Na realidade, não o sabemos no mesmo sentido em que 2 X 2 = 4 ou seja, que a atração da matéria aumenta ou diminui segundo o quadrado das distâncias. Mas, de acordo com a teoria das ciências naturais, que elabora sua concepção possível segundo um todo harmónico, e sem a qual nem mesmo o empírico mais empedernido poderá hoje dar um passo, temos que contar frequentemente com fatores não perfeitamente conhecidos; e a lógica do pensamento deve ter ajudado, em todos os tempos, ao conhecimento insuficiente. Pois muito bem: a moderna ciência natural deve ter adotado, da filosofia, o princípio da indestrutibilidade do movimento, sem o qual não poderia subsistir. Mas o movimento da matéria não é apenas o grosseiro movimento mecânico, a simples mudança de lugar; é calor e luz, tensão elétrica e magnética, associações e dissociações químicas, vida e, finalmente, consciência. Afirmar que a matéria, durante toda a sua existência ilimitada no tempo, apenas uma única vez se encontra diante da possibilidade de diferenciar seu movimento e desenvolver, assim, toda a riqueza desse mesmo movimento, acontecendo isso por um espaço de tempo desprezível em relação a sua eternidade; dizer que antes e depois ela fica reduzida a simples mudanças de lugar, isso equivale a afirmar que a matéria é mortal e o movimento é coisa transitória. A indestrutibilidade do movimento não pode ser concebida apenas no sentido quantitativo, mas também no qualitativo. Uma determinada matéria cujas mudanças simplesmente mecânicas de lugar apresentem a possibilidade de transformar-se, sob certas condições favoráveis, em calor, eletricidade, ação química e vida, mas que não é capaz de gerar, por si mesma, essas condições, semelhante matéria terá perdido o movimento. Um movimento que tenha perdido a capacidade de transformar-se nas diferentes formas que lhe são próprias, possui ainda dynamis, mas já não apresenta nenhuma energia(14) e assim terá sido, em parte, destruído. Mas ambas essas coisas são inconcebíveis.

O certo é que houve um tempo em que a matéria de nosso universo insular havia transformado em calor uma massa tal de movimento (não sabemos até agora de que classe seria esse movimento) que, em virtude do mesmo, puderam desenvolver-se pelo menos vinte milhões de sistemas solares (segundo Madler), correspondentes a outras tantas estrelas cuja extinção é também certa. Como se teria produzido essa transformação?
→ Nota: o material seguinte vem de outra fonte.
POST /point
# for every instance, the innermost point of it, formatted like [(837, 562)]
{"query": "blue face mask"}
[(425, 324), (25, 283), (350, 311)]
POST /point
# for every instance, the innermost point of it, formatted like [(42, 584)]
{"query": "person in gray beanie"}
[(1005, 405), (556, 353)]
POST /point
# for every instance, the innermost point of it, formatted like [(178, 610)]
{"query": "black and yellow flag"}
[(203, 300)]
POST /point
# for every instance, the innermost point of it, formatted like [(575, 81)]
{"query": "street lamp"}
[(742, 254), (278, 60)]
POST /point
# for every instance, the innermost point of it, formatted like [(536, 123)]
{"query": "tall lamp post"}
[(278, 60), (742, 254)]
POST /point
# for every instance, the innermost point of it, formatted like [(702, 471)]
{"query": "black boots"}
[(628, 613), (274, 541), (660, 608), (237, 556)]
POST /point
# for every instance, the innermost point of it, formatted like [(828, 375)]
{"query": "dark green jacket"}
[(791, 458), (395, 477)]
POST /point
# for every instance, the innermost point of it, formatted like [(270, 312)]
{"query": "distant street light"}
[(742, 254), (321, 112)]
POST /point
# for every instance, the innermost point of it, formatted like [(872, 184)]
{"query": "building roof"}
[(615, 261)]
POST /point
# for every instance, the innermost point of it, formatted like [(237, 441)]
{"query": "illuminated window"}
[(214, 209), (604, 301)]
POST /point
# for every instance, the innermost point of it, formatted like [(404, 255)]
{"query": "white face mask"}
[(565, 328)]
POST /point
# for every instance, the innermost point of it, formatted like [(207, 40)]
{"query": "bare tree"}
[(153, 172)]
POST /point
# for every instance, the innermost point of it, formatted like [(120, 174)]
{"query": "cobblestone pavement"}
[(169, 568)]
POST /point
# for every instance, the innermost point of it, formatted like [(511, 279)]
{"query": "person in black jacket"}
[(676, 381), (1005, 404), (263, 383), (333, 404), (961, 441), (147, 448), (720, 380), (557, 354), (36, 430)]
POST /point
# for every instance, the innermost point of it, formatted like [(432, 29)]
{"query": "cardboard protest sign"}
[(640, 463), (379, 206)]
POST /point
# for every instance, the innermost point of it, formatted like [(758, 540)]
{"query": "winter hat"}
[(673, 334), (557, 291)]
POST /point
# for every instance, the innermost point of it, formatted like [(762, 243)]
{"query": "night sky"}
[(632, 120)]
Sabemo-lo tão pouco quanto o Padre Secchi sabe se o outro caput mortuum de nosso sistema solar será transformado, algum dia, em matéria prima para um novo sistema solar. Mas, uma de duas: ou devemos, neste caso, recorrer ao Criador, ou somos forçados a admitir a conclusão de que a matéria prima incandescente dos sistemas solares de nosso universo insular foi gerada, em forma natural, por determinadas transformações do movimento, transformações que são naturalmente próprias da matéria em movimento e cujas condições têm, portanto, que ser reproduzidas pela própria matéria, muito embora o sejam depois de muitos milhões de anos e mais ou menos casualmente, mas obedecendo à necessidade, que é também inerente à casualidade.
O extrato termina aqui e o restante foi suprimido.